As J.T. Young writes today, Obama’s negotiation tactics are about more than just bravado.  It’s about the lessons he learned from sequestration:

The threat of sequestration was supposed to drive negotiators to the table. While it did, it did not drive them to a deal. So the cuts took effect this year. The White House was stunned. Now sequestration has produced a lower spending baseline from which the president has been unable to escape and looks unlikely to evade during his remaining time in office. The White House knows it cannot have a repeat – either of that level of spending cuts or political defeat. So it is seeking to preclude both by stopping negotiations before they start this time. Rather than losing them in the end, better to win them in the beginning by avoiding them altogether. However the roots of the administration’s non-negotiating stance may run deeper than just that last defeat. It is not just a repeat of the past it must avoid, but a continuation of the present.

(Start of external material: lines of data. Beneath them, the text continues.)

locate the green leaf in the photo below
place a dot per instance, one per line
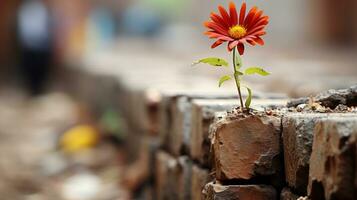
(256, 70)
(238, 73)
(248, 101)
(217, 62)
(224, 79)
(238, 61)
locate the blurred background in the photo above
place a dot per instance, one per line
(311, 46)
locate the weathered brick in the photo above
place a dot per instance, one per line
(286, 194)
(332, 171)
(214, 191)
(203, 112)
(165, 166)
(297, 140)
(183, 180)
(246, 147)
(298, 129)
(200, 177)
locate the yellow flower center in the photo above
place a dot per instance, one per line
(237, 31)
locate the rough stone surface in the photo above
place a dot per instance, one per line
(298, 135)
(182, 178)
(165, 167)
(332, 160)
(246, 147)
(200, 177)
(297, 141)
(203, 112)
(286, 194)
(331, 98)
(214, 191)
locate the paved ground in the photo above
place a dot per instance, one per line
(32, 167)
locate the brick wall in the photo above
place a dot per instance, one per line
(189, 144)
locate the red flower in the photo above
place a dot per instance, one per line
(237, 30)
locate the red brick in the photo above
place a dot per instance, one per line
(200, 177)
(246, 147)
(332, 171)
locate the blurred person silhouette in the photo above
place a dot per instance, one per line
(35, 40)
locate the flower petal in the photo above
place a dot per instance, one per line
(233, 13)
(225, 15)
(233, 44)
(256, 17)
(218, 36)
(255, 29)
(250, 15)
(216, 44)
(219, 20)
(240, 48)
(216, 27)
(242, 13)
(262, 21)
(251, 41)
(259, 40)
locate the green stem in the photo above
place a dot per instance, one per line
(236, 78)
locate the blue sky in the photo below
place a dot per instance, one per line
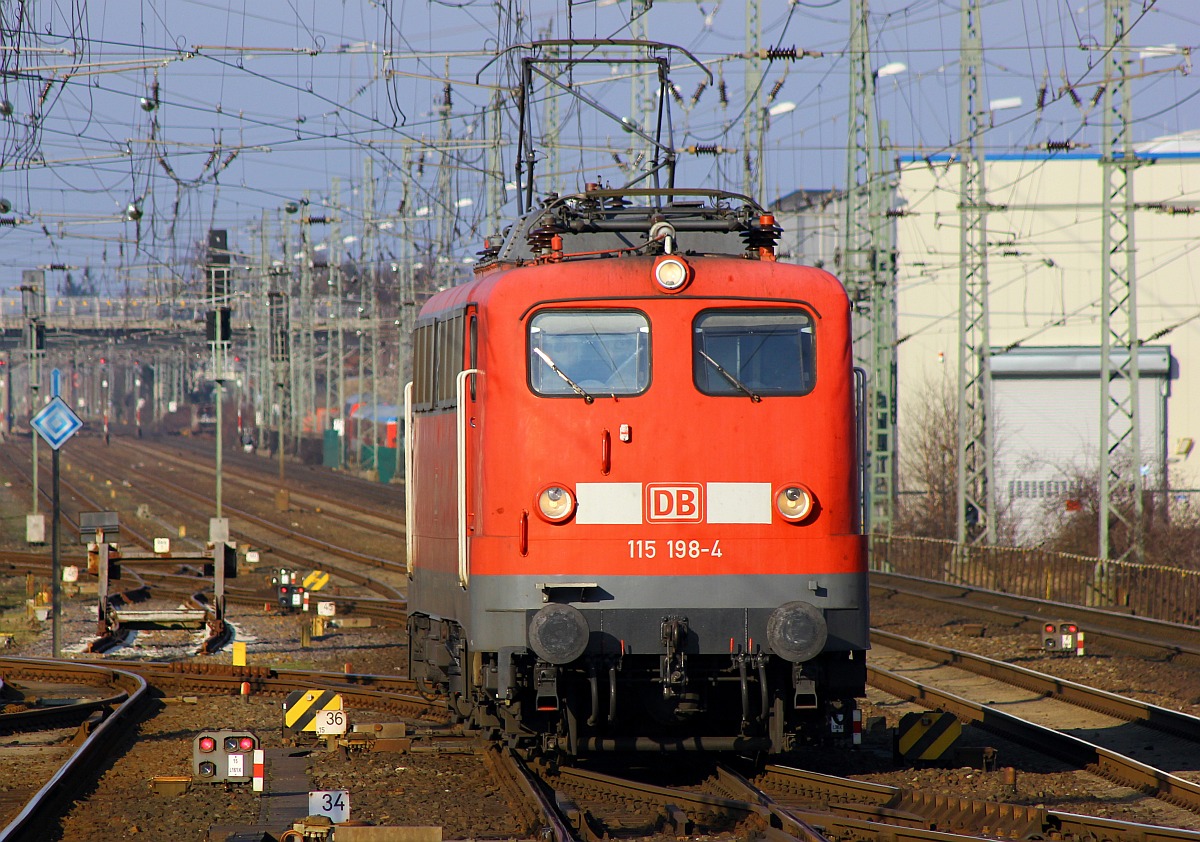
(208, 113)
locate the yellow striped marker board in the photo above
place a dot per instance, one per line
(301, 705)
(316, 579)
(927, 737)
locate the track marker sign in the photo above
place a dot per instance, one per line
(316, 579)
(333, 803)
(57, 422)
(330, 722)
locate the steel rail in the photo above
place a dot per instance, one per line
(1121, 707)
(1113, 765)
(1122, 631)
(317, 543)
(540, 817)
(43, 806)
(862, 800)
(244, 476)
(35, 719)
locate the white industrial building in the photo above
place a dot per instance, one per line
(1044, 272)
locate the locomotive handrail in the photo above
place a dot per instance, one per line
(409, 483)
(463, 548)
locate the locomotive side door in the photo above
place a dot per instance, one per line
(467, 440)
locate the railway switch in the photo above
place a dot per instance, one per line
(1062, 636)
(223, 757)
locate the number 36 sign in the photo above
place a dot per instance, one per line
(333, 803)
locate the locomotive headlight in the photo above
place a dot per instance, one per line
(556, 504)
(797, 631)
(671, 272)
(795, 503)
(558, 633)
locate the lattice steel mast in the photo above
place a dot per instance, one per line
(751, 169)
(976, 491)
(1121, 485)
(868, 271)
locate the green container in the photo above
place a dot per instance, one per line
(387, 461)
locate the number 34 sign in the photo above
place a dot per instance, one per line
(333, 803)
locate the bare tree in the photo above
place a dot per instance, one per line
(929, 465)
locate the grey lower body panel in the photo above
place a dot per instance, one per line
(625, 613)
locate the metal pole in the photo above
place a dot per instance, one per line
(220, 397)
(55, 570)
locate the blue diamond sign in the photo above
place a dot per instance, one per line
(55, 422)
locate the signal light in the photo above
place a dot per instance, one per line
(1062, 636)
(223, 756)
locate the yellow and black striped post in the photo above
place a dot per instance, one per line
(927, 737)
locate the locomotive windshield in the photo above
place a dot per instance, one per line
(600, 352)
(756, 353)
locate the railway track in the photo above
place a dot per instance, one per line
(174, 492)
(1123, 632)
(345, 497)
(1127, 741)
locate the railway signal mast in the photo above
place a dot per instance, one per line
(869, 274)
(976, 510)
(1120, 481)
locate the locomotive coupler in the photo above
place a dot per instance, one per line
(673, 668)
(744, 663)
(805, 689)
(546, 685)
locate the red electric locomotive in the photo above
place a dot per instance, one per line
(634, 517)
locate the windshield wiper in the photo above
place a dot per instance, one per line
(569, 382)
(729, 377)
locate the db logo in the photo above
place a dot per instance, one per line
(675, 503)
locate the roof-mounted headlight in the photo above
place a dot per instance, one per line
(671, 272)
(556, 504)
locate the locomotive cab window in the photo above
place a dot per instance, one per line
(589, 352)
(754, 353)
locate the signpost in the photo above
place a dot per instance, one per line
(55, 422)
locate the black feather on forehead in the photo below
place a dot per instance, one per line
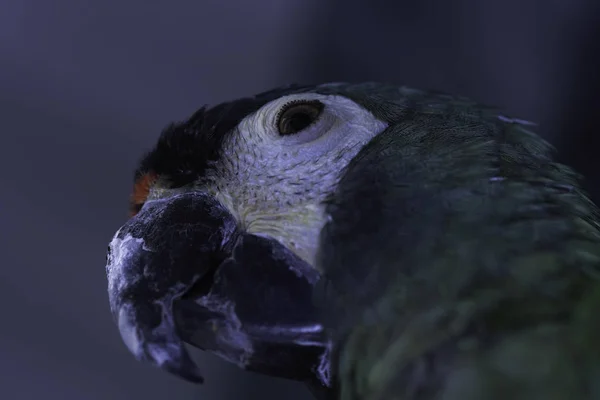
(185, 149)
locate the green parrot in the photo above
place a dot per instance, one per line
(374, 241)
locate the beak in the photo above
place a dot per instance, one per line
(181, 271)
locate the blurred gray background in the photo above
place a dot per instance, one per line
(86, 87)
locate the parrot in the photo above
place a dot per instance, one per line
(375, 241)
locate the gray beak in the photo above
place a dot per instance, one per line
(181, 271)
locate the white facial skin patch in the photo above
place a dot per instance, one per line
(275, 185)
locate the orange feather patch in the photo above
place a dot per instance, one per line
(141, 189)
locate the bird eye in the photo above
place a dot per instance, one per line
(298, 115)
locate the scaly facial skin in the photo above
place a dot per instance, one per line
(274, 185)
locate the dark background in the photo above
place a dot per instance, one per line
(86, 87)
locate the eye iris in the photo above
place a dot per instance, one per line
(297, 117)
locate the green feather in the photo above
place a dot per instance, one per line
(461, 261)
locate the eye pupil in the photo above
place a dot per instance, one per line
(298, 116)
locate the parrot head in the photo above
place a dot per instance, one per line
(235, 212)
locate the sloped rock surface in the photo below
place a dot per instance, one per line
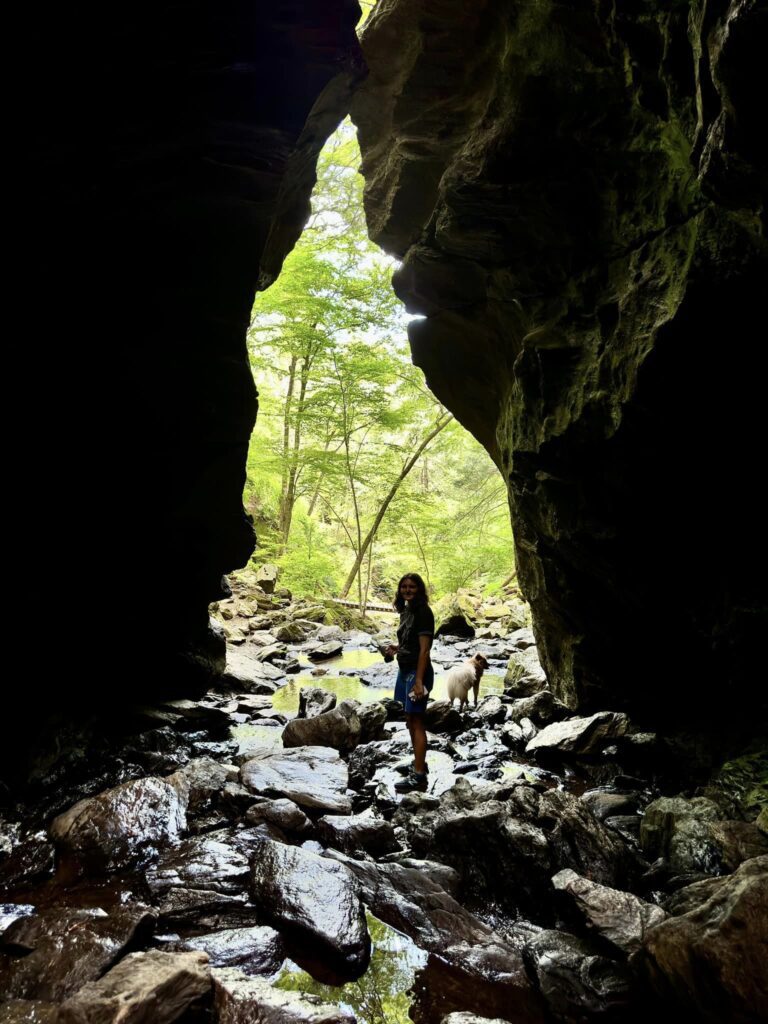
(311, 776)
(65, 948)
(620, 918)
(711, 958)
(122, 825)
(314, 897)
(258, 949)
(577, 200)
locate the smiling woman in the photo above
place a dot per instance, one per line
(415, 673)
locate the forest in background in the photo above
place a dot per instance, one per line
(355, 473)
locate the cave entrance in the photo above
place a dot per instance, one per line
(356, 473)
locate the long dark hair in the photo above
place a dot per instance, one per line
(421, 595)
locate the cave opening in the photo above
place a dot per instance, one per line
(576, 194)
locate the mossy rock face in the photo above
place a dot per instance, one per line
(742, 783)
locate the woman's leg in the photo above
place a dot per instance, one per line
(418, 740)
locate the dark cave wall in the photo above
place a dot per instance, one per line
(577, 193)
(172, 158)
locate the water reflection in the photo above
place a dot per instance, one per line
(382, 995)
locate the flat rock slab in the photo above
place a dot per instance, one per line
(201, 862)
(123, 825)
(463, 1018)
(339, 728)
(68, 948)
(29, 1012)
(310, 776)
(357, 833)
(240, 999)
(313, 897)
(245, 672)
(313, 700)
(620, 918)
(580, 735)
(254, 950)
(322, 651)
(153, 986)
(578, 982)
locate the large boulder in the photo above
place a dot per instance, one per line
(339, 728)
(524, 674)
(240, 999)
(154, 985)
(123, 825)
(313, 777)
(579, 736)
(620, 918)
(314, 898)
(711, 961)
(66, 947)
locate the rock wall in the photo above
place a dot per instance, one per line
(172, 156)
(577, 192)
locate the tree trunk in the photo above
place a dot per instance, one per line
(363, 548)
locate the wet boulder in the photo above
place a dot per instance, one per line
(524, 674)
(464, 1018)
(711, 961)
(247, 675)
(123, 825)
(543, 709)
(204, 909)
(156, 986)
(411, 898)
(210, 861)
(284, 813)
(311, 897)
(65, 948)
(290, 633)
(580, 736)
(201, 780)
(356, 834)
(441, 717)
(313, 700)
(321, 651)
(255, 950)
(680, 830)
(266, 578)
(313, 777)
(272, 651)
(606, 803)
(576, 979)
(620, 918)
(491, 710)
(373, 716)
(339, 728)
(241, 999)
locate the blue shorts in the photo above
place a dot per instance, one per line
(403, 685)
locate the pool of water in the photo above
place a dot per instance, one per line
(349, 687)
(382, 994)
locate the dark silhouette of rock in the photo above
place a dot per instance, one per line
(152, 985)
(711, 960)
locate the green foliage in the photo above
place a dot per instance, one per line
(355, 473)
(380, 996)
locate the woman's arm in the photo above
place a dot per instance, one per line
(425, 642)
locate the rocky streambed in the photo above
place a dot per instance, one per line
(245, 856)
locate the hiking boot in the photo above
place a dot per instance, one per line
(415, 780)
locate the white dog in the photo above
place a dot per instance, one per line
(465, 677)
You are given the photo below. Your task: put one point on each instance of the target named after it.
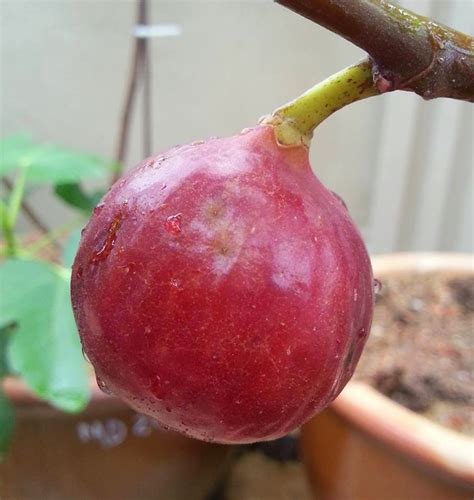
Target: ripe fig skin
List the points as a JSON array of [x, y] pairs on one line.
[[223, 290]]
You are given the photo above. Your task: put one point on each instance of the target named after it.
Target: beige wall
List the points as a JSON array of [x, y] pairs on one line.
[[64, 66]]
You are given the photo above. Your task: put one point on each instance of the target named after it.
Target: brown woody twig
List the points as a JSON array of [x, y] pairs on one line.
[[408, 51]]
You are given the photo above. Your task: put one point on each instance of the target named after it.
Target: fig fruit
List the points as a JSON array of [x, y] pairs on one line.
[[223, 290]]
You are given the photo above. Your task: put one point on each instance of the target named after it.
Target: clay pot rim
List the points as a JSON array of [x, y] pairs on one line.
[[434, 446]]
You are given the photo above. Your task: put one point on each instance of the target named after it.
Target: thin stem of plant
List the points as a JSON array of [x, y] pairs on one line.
[[295, 122], [133, 80], [146, 76], [409, 52]]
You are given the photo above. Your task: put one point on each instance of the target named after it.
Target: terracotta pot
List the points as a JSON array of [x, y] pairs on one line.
[[106, 452], [366, 447]]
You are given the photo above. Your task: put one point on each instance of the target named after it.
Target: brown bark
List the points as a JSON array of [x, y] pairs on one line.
[[408, 51]]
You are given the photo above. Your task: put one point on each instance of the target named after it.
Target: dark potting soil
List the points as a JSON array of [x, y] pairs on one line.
[[420, 351]]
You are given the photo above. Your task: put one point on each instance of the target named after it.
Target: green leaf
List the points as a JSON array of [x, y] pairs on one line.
[[70, 248], [59, 166], [6, 411], [7, 422], [44, 349], [74, 195], [48, 163], [13, 150]]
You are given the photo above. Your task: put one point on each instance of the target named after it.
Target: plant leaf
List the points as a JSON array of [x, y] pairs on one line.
[[7, 422], [70, 248], [44, 349], [48, 163], [57, 165], [13, 150], [74, 195]]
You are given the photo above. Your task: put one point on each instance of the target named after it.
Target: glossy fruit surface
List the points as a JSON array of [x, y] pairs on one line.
[[222, 289]]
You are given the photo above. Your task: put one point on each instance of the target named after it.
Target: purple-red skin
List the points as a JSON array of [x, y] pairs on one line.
[[223, 290]]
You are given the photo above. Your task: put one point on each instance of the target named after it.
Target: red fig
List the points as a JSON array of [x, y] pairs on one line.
[[222, 289]]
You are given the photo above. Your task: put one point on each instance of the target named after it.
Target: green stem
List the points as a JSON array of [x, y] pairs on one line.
[[8, 233], [9, 213], [294, 122]]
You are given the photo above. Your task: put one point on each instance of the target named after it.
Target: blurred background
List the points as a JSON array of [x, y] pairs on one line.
[[403, 166]]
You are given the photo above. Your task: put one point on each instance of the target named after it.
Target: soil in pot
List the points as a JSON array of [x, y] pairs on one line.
[[421, 346]]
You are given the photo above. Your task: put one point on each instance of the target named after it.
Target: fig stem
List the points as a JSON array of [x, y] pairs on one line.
[[294, 122]]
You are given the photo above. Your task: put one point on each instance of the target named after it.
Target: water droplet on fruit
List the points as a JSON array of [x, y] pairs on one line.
[[173, 224], [98, 208], [175, 283], [377, 286], [103, 386], [107, 246], [245, 131], [85, 355], [341, 201]]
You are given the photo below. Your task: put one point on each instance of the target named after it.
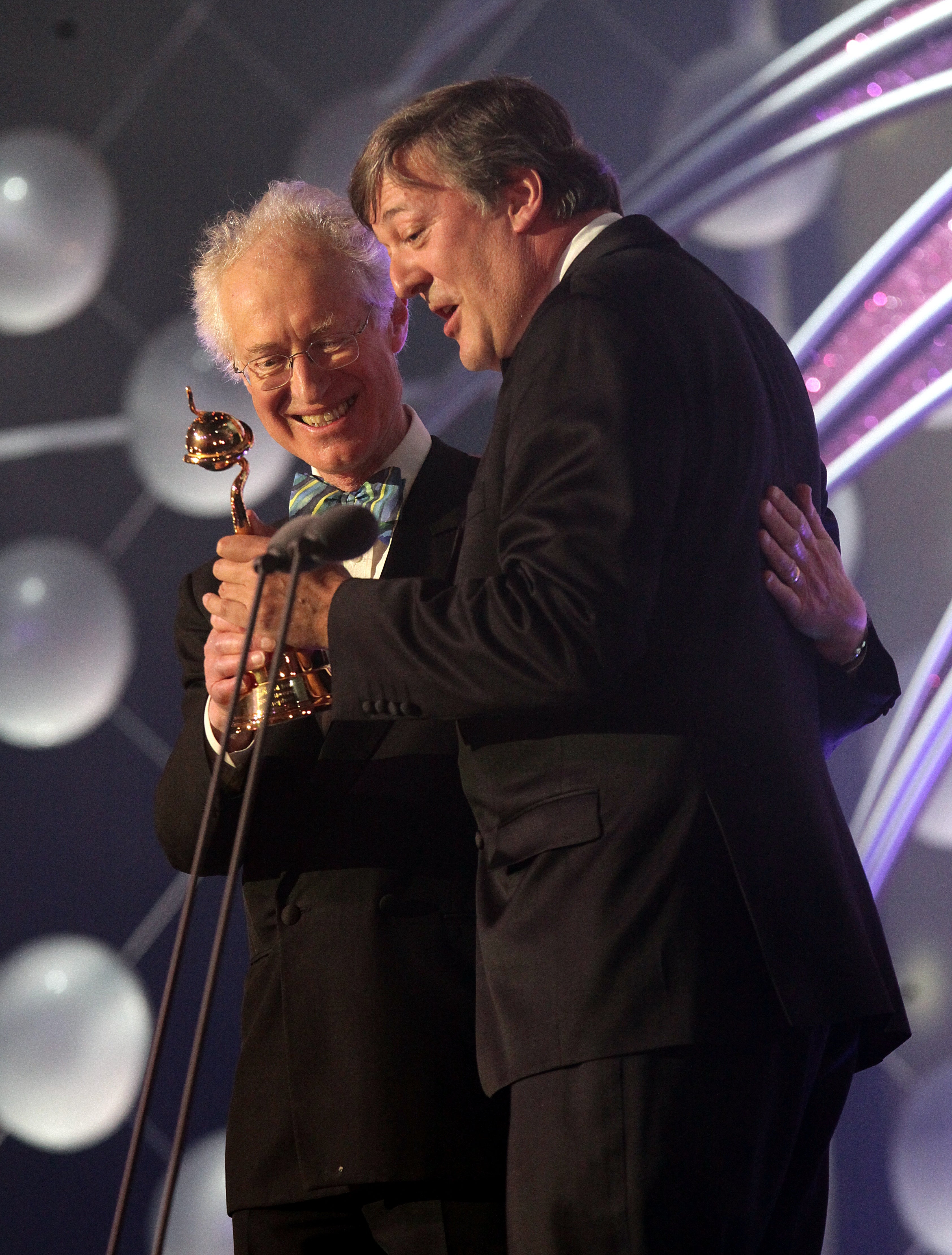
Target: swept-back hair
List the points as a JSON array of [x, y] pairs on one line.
[[288, 216], [477, 135]]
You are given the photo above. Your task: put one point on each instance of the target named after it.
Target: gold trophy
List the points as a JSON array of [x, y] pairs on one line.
[[218, 442]]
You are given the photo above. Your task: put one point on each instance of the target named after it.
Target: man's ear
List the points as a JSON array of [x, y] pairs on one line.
[[524, 199], [400, 323]]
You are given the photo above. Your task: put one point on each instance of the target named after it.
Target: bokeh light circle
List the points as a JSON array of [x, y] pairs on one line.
[[921, 1163], [199, 1223], [60, 217], [67, 642], [774, 210], [75, 1035], [156, 403]]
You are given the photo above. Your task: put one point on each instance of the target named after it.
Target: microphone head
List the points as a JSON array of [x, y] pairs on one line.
[[332, 536], [341, 534]]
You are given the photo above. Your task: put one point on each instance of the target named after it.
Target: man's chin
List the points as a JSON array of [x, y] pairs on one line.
[[475, 357]]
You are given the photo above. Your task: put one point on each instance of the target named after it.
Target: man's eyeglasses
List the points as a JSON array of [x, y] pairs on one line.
[[275, 369]]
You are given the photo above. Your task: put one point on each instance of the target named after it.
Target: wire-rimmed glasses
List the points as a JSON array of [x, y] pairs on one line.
[[275, 369]]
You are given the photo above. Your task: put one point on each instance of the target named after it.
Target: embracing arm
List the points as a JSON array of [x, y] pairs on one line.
[[807, 578], [559, 575]]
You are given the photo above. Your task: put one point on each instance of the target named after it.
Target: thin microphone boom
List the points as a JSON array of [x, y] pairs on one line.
[[337, 535], [224, 912], [179, 947]]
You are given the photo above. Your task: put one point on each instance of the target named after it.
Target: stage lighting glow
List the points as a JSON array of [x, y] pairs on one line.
[[156, 403], [921, 1163], [847, 505], [75, 1033], [58, 224], [333, 141], [934, 826], [199, 1223], [67, 642], [775, 210]]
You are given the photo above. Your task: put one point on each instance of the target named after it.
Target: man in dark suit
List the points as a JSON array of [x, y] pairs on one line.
[[357, 1120], [680, 962]]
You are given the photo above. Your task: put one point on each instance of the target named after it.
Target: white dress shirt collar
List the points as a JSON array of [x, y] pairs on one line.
[[582, 240]]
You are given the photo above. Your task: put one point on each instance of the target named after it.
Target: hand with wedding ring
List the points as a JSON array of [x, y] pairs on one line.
[[807, 578]]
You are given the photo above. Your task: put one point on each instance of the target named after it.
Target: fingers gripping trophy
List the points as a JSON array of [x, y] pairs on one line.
[[218, 441]]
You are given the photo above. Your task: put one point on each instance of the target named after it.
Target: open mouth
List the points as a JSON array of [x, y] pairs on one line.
[[326, 417], [447, 313]]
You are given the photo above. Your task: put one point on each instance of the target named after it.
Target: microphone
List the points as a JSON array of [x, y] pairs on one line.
[[332, 536]]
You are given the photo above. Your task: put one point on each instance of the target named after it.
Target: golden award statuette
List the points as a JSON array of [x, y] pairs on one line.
[[218, 442]]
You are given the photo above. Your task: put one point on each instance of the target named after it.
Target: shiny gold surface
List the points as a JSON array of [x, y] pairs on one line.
[[218, 441], [215, 441]]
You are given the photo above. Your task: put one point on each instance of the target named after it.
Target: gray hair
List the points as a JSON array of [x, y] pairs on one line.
[[477, 135], [288, 214]]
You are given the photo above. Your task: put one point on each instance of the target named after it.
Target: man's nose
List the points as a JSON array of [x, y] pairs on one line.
[[309, 383], [409, 278]]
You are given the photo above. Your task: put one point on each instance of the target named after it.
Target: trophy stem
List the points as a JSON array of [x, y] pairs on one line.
[[239, 515], [301, 690]]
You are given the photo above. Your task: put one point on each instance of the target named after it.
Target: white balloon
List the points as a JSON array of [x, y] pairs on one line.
[[777, 209], [75, 1035], [156, 403], [58, 221], [921, 1163], [847, 505], [199, 1223], [67, 642]]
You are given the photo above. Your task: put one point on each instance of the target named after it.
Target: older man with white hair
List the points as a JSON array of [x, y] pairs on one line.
[[357, 1120]]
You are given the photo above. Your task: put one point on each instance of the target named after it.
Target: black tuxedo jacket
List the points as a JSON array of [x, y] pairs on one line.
[[357, 1057], [631, 701]]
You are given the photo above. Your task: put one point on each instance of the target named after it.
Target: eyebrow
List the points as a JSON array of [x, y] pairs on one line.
[[396, 209], [312, 336]]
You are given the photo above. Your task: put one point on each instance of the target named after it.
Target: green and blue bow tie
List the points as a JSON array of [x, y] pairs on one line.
[[382, 496]]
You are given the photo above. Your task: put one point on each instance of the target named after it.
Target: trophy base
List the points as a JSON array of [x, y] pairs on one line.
[[299, 692]]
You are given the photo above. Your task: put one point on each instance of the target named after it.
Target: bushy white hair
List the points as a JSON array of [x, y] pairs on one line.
[[288, 215]]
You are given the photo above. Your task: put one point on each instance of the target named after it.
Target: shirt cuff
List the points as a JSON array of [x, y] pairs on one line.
[[237, 757]]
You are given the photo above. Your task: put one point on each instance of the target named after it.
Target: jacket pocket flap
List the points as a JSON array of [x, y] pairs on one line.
[[570, 820]]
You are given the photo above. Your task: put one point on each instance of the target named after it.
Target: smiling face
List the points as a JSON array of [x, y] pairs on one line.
[[343, 422], [484, 274]]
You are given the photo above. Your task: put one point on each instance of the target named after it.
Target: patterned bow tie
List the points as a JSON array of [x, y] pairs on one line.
[[382, 496]]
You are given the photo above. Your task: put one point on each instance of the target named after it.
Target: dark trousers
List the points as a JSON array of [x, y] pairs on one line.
[[715, 1149], [364, 1223]]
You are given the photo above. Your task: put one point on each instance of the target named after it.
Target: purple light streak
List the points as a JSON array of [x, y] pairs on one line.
[[919, 275]]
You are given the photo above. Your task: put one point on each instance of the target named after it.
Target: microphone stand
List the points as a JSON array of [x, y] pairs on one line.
[[175, 963], [263, 567]]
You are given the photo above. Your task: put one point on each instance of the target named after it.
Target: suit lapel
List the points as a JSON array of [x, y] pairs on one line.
[[636, 231]]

Republicans should consider rejecting this game. Why not give Obama a clean or nearly clean debt limit increase? Consider the conversation between Mitch McConnell and Rand Paul the other day. What if they’re right about how this ‘we won’t negotiate’ thing plays? Wouldn’t it make the Democrats seem even more extreme if you just gave them a short term debt ceiling increase while keeping the fight over shutting down the government going, passing these funding bills that put them in a bind and keeping the focus on Obamacare? This isn’t to say you should give Obama an outright long-term debt ceiling increase – just give him enough to look reasonable (2-4 weeks at a time, along the lines of what Democrats did in their showdown with H.W. Bush over taxes) without relieving all the pressure.

Republicans picked the ground they wanted to fight on, so fight on that ground. Don’t split your forces between two hills, and don’t give Obama the opportunity to change the conversation with scary talk. Instead, keep passing partial appropriations to fund prioritized functions, just as you have this week. This would be rolling the dice on a different proposition – the idea that, just as we saw with the sequester, the American people’s frustration with government is such that they simply don’t have as much concern about shutting things down as they used to… where many of them think it might be a pretty good idea to get back to a government where all the jobs are “essential” ones.